Just a few years ago an independent, or "junior," iron ore miner was virtually unheard-of. Now some 50 companies have entered the iron ore business in Western Australia. Increasingly they are being financed by direct investments from Chinese companies eager to lock up new sources of supply. No less an eminence than Chinese President Hu Jintao stopped in Perth in September to tour an iron ore smelter and other facilities.

On the last day of Diggers, one of the prime beneficiaries of the euphoria flew in and took the town by storm. His name is Andrew Forrest, and he's a high-profile and controversial figure in the Australian resource world. He founded his iron ore company, Fortescue Metals Group, in 2003 and has become a billionaire several times over as his company's stock rocketed over the past year -- despite the fact that he has yet to ship an ounce of ore to his customers in China.

In front of a packed house that afternoon, he talked about Fortescue "upsetting the oligarchy" of BHP and Rio and fended off skeptical questions from the press about his ambitious infrastructure-building schedule. At the gala wrap-up dinner, he received the Dealer of the Year award in recognition of the $3 billion in financing he had secured -- mostly from U.S. and European investors. And then, inevitably, he hit the Exchange for some celebratory pints with his wife and his executive team, staying out till 1:30 a.m.? Not that Parekh was surprised. "Oh, yeah," he says. "Andrew's a good bloke."

That may be. But he's certainly a perfect example -- actually, one of several I came across Down Under -- of the potentially explosive benefits of being on the right side of a once-in-a-lifetime boom.

The following day I went to see Forrest at his office in Perth, the bustling capital of Western Australia. The coastal city combines the surfer sensibility and perfect weather of San Diego with the go-go feel of a boomtown. About two million people -- or 10% of the country's population of 20 million -- live in Western Australia, which is almost four times the size of Texas and produces about 60% of the country's exports. Perth, with about one million residents, is the only big city in this suddenly flush region.

The effects of economic expansion on the city are manifest. Luxury retailers such as Gucci and Hugo Boss have recently come to town. Sales of Lamborghinis, Ferraris, and Bentleys are spiking. Home prices have averaged a 33% annual gain over the past five years.
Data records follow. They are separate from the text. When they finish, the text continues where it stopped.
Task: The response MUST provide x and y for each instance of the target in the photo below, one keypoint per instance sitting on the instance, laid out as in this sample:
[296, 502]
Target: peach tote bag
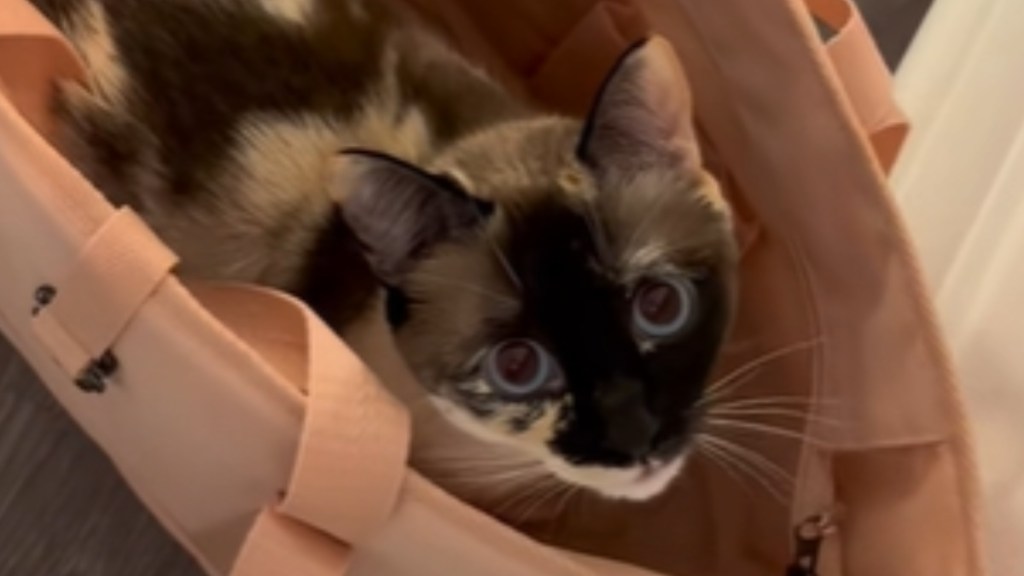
[268, 446]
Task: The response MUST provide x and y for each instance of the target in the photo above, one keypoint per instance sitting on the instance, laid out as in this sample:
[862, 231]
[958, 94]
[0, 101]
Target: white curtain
[961, 183]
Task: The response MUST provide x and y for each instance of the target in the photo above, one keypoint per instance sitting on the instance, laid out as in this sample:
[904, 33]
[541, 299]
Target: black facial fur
[628, 406]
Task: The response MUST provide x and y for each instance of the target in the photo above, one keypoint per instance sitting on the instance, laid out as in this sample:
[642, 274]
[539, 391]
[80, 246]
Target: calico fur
[334, 149]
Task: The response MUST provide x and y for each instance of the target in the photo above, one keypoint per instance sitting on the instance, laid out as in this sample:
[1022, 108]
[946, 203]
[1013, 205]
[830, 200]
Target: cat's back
[214, 119]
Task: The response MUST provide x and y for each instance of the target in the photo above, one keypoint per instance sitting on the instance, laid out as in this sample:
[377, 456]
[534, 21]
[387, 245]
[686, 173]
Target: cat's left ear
[642, 114]
[399, 211]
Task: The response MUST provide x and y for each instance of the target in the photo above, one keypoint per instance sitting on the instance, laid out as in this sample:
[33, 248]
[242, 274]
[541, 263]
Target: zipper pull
[808, 536]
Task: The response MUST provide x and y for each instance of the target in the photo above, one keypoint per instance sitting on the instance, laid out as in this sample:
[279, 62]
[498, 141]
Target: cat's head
[563, 287]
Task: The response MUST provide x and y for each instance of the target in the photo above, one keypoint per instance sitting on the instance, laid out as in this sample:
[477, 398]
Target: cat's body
[559, 287]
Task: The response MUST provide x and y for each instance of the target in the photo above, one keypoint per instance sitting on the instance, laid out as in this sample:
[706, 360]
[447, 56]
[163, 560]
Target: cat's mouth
[638, 483]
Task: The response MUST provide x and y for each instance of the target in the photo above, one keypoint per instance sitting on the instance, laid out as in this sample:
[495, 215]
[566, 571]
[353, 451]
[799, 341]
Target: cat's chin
[634, 484]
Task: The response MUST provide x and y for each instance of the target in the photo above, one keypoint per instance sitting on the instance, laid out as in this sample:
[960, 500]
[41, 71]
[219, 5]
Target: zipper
[808, 536]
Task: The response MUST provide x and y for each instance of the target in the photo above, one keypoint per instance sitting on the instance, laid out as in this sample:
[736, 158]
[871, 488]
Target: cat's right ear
[399, 211]
[642, 114]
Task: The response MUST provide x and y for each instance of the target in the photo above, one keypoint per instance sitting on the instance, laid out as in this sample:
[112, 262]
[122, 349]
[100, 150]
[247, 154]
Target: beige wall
[962, 186]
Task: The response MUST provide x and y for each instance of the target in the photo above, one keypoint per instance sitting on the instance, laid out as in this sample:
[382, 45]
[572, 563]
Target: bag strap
[351, 461]
[278, 545]
[33, 53]
[78, 318]
[865, 77]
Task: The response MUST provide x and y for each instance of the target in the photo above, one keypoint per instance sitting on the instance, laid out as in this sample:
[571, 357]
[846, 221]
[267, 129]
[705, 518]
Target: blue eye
[664, 306]
[520, 368]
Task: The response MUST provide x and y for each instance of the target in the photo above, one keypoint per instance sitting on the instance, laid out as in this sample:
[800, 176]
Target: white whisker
[722, 386]
[756, 459]
[772, 412]
[729, 452]
[765, 428]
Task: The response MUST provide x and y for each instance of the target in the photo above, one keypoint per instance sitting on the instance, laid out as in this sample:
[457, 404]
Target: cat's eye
[664, 306]
[520, 368]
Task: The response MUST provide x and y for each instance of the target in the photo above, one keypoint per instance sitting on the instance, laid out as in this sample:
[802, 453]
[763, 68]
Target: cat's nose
[631, 427]
[633, 435]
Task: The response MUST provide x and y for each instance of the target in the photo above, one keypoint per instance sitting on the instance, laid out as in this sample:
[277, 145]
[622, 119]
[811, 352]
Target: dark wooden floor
[64, 510]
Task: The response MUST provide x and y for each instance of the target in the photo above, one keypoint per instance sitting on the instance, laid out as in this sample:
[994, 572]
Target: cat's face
[564, 287]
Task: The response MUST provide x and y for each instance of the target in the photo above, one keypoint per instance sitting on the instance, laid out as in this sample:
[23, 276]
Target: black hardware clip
[92, 378]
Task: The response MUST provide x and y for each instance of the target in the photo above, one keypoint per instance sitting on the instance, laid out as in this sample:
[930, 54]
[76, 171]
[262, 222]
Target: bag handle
[33, 53]
[350, 465]
[78, 318]
[864, 76]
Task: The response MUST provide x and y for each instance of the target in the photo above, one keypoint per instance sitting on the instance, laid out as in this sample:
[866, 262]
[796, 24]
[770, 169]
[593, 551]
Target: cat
[560, 287]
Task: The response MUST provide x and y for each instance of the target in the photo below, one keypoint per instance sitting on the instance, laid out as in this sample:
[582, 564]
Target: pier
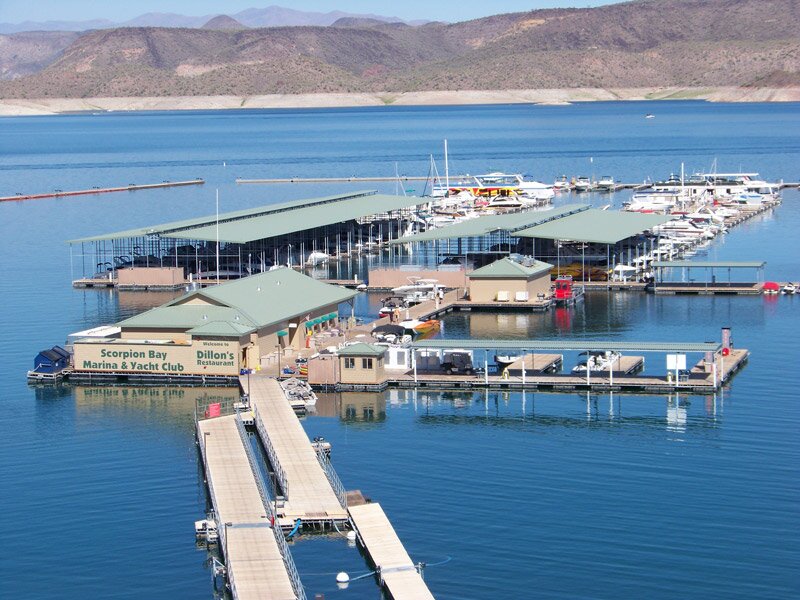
[617, 186]
[128, 188]
[306, 481]
[255, 564]
[397, 573]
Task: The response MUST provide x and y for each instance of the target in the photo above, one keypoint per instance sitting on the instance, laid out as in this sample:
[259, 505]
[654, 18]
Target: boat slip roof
[567, 345]
[595, 226]
[711, 264]
[271, 220]
[491, 223]
[244, 305]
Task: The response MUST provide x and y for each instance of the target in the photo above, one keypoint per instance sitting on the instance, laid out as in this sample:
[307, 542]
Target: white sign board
[676, 362]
Property expert Collier International recently declared Perth the tightest market for office space on the planet, with a vacancy rate of just 0.7%.

On the day of my visit to Fortescue's headquarters, on the second floor of the Hyatt Centre, there was a palpable sense of urgency inside -- a reflection, perhaps, of the breakneck pace at which Forrest is attempting to build what he calls the "new force in iron ore." Most of the roughly 500 employees in the office were eating lunch in their cubicles while a large digital display counted down the time remaining for the company to meet its target of "first ore on ship" in mid-May (or 234 days, 18 hours, 18 minutes, and 49 seconds after my arrival).

Despite the celebration the night before, Forrest was looking fresh. Short and ruddy-faced, with reddish curly hair, the excitable 45-year-old didn't waste any time launching into his pitch. He led me to a seven- by seven-foot map of Fortescue's holdings in the Pilbara, the 193,000-square-mile area of northwestern Australia that is the heart of the country's iron ore industry.